Structure Inference from Multiscale BAyes in 3 Dimensions (SIMBA3D)
This tool was primarily developed to study the 3D structure Chromatin. It include analytically derived gradients for a variety of penalty functions to estimate 3D architecture from pairwise interaction matrices.
For more details see our biorxiv paper.
- numpy - needed for scientic programing
- scipy - needed for the optimization tools and other scientic programing
- matplotlib - needed if you want to plot the results in python
- simplejson - recommended over standard json packaged with python
After installing the python dependencies, one can install simba3d using distutils with the following command
python setup.py --install
If pip is installed, then it can be installed from this directory using
pip install .
Pip results in a cleaner install, and it is easier to remove if desired
pip uninstall simba3d
simba3d can either be used as a python module or as a command line interface.

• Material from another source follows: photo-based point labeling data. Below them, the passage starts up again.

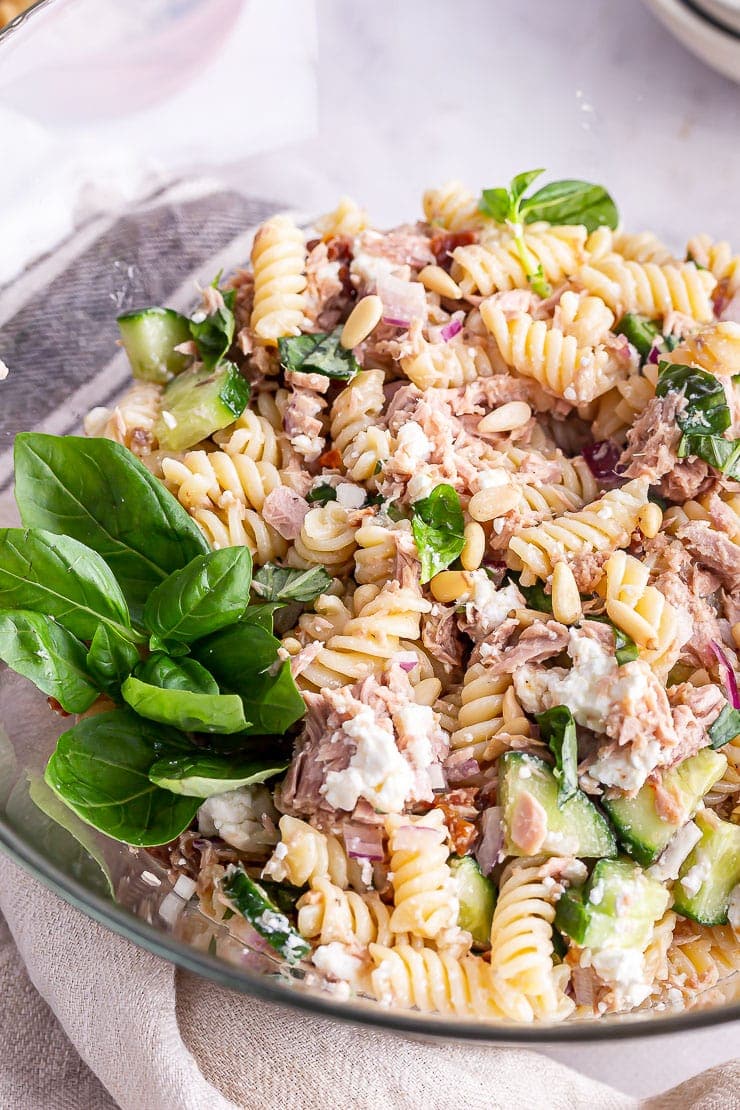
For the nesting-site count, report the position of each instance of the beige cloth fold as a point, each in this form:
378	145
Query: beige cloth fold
111	1025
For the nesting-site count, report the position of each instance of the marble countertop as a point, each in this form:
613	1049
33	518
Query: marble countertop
414	93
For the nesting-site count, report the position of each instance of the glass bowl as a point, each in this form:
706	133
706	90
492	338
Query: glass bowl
58	339
60	349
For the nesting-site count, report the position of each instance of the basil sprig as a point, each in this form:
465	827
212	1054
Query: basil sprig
559	202
321	353
558	729
705	419
66	623
437	524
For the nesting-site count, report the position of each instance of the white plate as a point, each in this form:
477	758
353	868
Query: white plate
718	49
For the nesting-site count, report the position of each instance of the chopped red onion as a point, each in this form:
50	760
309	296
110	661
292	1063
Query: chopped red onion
728	675
403	301
584	986
602	458
413	837
450	330
363	841
437	779
492	838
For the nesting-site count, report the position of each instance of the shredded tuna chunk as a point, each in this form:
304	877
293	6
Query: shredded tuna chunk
285	511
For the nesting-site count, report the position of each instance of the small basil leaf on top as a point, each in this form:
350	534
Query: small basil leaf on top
569	201
165	690
37	647
438	525
285	584
206	774
725	728
214	333
62	578
210	593
111	658
558	729
100	769
244	659
321	494
97	492
321	353
705	417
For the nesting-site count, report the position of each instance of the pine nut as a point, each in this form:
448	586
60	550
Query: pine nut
438	281
364	318
566	598
649	520
475	546
448	585
496	501
506	417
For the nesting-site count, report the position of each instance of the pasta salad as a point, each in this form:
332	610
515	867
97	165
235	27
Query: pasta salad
397	604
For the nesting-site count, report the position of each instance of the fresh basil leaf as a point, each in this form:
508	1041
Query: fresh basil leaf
707	411
161	669
215	332
244	659
321	494
321	353
520	183
640	331
726	728
206	774
571	202
720	453
626	649
189	709
100	769
438	525
97	492
110	658
251	900
284	584
58	576
210	593
54	661
497	203
558	729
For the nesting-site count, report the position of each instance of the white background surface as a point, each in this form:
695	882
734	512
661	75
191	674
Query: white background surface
412	93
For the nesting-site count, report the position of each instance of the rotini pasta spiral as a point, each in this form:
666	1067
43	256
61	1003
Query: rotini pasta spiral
553	359
370	639
521	939
424	901
279	261
497	266
640	609
450	207
305	855
604	525
650	289
330	915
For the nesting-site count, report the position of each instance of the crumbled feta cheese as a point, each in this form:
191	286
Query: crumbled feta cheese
667	867
413	447
488	606
696	875
337	961
377	772
350	495
585	688
239	817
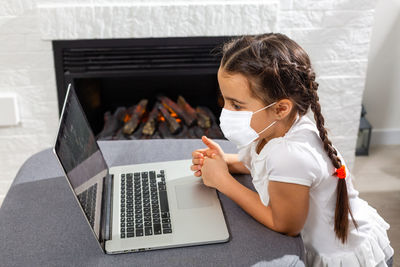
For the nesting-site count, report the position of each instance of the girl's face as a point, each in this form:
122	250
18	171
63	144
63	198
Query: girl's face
237	96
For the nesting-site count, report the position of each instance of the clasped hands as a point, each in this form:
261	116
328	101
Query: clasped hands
210	163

Using it as a python module has the advantage that a long and tedious sequence
list of tasks can be generated using python. The command line interface has
the appeal of being easy to run from different directories, so that the user
can create a JSON tasklist in any directory and run it with the
simba3d can also be run locally, but this can limit the file structure organization of the project. To do this, copy the 'simba3d' directory (which contains the 'init.py') into your project directory. The location of this directory should be located inside the directory you plan to run python from. Next create a python script to create the task list, and a python script to run the simba3d mp_handler.

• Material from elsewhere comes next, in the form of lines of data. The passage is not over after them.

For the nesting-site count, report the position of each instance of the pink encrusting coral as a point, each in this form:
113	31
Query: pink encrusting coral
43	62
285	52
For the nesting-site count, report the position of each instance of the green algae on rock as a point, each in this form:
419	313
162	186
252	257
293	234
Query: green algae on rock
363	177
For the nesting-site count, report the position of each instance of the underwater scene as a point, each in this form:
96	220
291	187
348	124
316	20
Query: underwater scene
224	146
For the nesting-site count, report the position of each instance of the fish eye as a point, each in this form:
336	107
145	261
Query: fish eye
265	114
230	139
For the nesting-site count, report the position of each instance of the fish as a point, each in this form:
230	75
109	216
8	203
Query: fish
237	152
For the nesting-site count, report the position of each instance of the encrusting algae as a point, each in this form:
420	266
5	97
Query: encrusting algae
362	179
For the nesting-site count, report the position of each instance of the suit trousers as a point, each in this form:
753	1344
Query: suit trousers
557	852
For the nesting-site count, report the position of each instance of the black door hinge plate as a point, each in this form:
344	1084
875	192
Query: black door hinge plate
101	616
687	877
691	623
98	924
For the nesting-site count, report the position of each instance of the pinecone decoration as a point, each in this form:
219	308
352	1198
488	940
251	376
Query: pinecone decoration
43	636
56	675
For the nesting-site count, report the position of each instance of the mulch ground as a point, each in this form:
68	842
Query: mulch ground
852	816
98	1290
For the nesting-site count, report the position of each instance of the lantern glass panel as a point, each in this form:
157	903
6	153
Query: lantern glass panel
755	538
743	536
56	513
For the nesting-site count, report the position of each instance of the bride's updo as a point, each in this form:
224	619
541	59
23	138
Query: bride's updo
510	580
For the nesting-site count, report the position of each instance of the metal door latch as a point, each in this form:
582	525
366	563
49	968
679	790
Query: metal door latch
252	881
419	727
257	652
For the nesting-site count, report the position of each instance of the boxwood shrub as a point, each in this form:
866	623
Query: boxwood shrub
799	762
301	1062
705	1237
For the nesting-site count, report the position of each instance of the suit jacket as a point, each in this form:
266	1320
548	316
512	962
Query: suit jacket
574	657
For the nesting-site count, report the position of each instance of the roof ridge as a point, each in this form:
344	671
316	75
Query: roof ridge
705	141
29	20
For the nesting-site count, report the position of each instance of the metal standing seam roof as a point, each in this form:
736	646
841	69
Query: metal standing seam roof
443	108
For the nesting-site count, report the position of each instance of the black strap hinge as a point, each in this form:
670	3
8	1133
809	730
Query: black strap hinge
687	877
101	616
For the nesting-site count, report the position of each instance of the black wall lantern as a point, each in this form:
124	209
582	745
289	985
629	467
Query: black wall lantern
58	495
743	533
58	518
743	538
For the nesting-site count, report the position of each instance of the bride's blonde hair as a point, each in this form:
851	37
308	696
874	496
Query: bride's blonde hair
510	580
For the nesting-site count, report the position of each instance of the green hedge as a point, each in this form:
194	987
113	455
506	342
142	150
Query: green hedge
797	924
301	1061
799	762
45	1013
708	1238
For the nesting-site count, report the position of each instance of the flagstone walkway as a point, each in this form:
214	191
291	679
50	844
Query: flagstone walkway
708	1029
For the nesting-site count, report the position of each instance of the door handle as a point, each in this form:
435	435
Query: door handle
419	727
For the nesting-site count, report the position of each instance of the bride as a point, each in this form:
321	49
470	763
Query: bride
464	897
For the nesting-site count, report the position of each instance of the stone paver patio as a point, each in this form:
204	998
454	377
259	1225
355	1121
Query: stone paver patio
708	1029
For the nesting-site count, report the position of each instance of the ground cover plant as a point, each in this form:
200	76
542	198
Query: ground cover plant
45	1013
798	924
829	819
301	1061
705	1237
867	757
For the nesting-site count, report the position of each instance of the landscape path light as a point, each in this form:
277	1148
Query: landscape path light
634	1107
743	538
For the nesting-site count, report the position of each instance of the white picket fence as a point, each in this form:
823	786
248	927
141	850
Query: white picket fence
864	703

Examples have been included in the examples directory.
Command Line Interface
After installing simba3d, the simba3d command should be available.
For help type:
If you are using a local install you can also use <'python run_simba3d.py'> just like the <'simba3d'> command. For example, to get help you can type:
python run_simba3d.py -h
The help documentation will tell the user that there are two ways to pass in file parameters. One way is to use the -r option to read in a json file containing a tasklist. If a single task is to be ran, then one can pass in input and output instructions and the parameter settings using the options specified. This feature does not currently have all the available parameters and will most likely be phased out of future versions. It is recommended either individual files with different tasklists are used or one big file with a large list of tasks is used.
JSON Tasks for simba3d
simba3d requires some information to know what to run. This information can be efficiently passed in as a list of tasks stored in a formated json file.
There are a lot of options available which can make the process of specifying the task look complicated at first. There are defaults set for many of the keys (which are shown in square brackets below).
The individual tasks are dictionaries with the following keys:
- 'taskname' (optional) name of the task [uuid]
- 'uuid' (recommended) unique identifier specific to the task [randomly generated]
- 'store_task' (optional) store the task in the output [True]
- 'randomize_initialization' (optional) should we randomize the initialized curve? [False]
- 'seed' (optional) integer between 0 and 4294967295 to fixed seed for randomizing inititialization
- 'check_jacobian' (optional) to check the alytical gradient with numerical gradient [False]
- 'input_file_names' manage file names
- 'inputdir' parent directory for the input files ['.']
- "pairwise_contact_matrix" the pairwise interacation matrix file (path relative to inputdir )
- "initialized_curve" (optional) file to import initialized curve (path relative to inputdir )
- "population_contact_matrix" (optional) the pairwise interacation matrix file from poptulation data (path relative to inputdir )
- "prior_shape_model" (optional) shape prior curve file (path relative to inputdir )
- 'outputdir' parent directory for the output files ['.']
- 'output_filename' (optional) the file name to output the result it (.mat or .npz) [uuid.npz]
- 'a' (optional) the a parameter [-3.0]
- 'b' (optional) not identifiable with unconstrained scale [1.0]
- 'term_weights' dictionary storing the weights for the penalty terms
- 'data' (optional) weight for the data term [1.0]
- 'uniform spacing' (optional) lambda_1 penalty weight [0.0]
- 'smoothing' (optional) lambda_2 penalty weight [0.0]
- 'population prior' (optional) weight for the population matrix prior [0.0]
- 'gtol' (optional) tollerance for the norm of the gradient (stopping criteria) [e-5]
- 'maxitr' (optional) set maximum number of iterations 
- 'display' (optional) display function values at each iteration? [True]
- 'store' (optional) store the iterative curves? [False]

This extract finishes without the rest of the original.